To test this possibility, we did Western analysis of extracts from single HemJ4–48 mutant embryos. As shown in Fig. 2C, we observed mutant embryos with different levels of the maternal Hem protein among HemJ4–48 mutant embryos. In some cases, the level of maternal Hem was quite low (lane 2) but in some other cases the level was higher. These results suggest that the stronger phenotype is likely due to these reduced levels of the maternal Hem protein. Consistent with this possibility, no such variability in the levels of the maternal Hem protein was observed among individual embryos from the deficiency (Fig. 2B).
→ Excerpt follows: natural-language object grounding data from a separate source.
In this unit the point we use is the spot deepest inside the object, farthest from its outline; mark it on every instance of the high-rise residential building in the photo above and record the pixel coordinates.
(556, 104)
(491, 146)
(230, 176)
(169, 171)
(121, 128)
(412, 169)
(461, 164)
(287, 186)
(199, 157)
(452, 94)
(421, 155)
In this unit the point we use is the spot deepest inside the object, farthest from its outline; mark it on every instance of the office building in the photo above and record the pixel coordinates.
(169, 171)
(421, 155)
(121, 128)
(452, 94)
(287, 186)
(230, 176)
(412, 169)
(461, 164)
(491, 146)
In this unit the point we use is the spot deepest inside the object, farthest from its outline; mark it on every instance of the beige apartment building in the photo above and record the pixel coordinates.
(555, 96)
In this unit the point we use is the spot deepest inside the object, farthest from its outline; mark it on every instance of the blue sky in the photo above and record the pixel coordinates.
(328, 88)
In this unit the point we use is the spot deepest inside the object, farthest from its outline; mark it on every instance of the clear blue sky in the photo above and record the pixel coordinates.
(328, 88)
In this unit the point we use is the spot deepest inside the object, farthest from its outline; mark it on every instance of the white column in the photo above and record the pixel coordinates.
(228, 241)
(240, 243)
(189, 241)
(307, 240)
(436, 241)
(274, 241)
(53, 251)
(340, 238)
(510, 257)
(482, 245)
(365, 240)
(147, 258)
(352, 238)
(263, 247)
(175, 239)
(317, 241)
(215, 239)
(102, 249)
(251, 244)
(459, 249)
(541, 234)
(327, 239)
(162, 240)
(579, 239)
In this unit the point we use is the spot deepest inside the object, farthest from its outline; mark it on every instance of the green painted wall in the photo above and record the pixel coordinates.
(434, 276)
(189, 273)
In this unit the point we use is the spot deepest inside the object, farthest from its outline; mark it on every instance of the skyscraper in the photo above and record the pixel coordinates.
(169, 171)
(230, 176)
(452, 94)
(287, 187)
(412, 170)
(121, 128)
2.3. The stronger Hem mutant embryos show duplication of RP2 neurons

We stained HemJ4–48 mutant embryos with an antibody against Even-skipped (Eve) to determine if Hem affects the GMC-1->RP2/sib lineage, one of the well-studied lineages in Drosophila (reviewed in Gaziova and Bhat, 2007). The GMC-1->RP2/sib lineage is generated by NB4-2, formed as an S2 NB around 4.5 hours of development. It generates its first GMC (GMC-1) by a self-renewing asymmetric division at around 6–6.5 hours of development. This GMC-1 divides to generate two asymmetrically sized daughters, the larger RP2 and the smaller sib, at around 7.45 hours of development. The RP2 begins to project its axon ipsilaterally towards the intersegmental nerve bundle (ISN) by about 9.5 hours of development and innervates muscle numbers 2, 9 and 11. There are several well-established ways to distinguish a GMC-1, an RP2, and a sib (Bhat and Schedl, 1994; Doe, 1992). Both nuclear division and cytokinesis of GMC-1 is asymmetric and thus, there is a size difference between a GMC-1 (7.5µm), an RP2 (~5µm), and a sib (~3µm). Similarly, the nuclear size of a GMC-1 is ~6.5µm, an RP2 is 4µm and a sib is 2.5µm. There is also a level difference in marker gene expression between an RP2 and a sib as well as a difference in the temporal dynamics of expression of these markers; the future RP2 cell has a stronger expression of markers like Even-skipped (Eve) compared to a future sib. The cell that assumes a sib identity undergoes a size reduction and further down-regulation of expression of RP2-specific marker genes. By ~14 hours of development, expression of all those markers is completely lost from the sib and only the RP2 is seen (Fig. 3A).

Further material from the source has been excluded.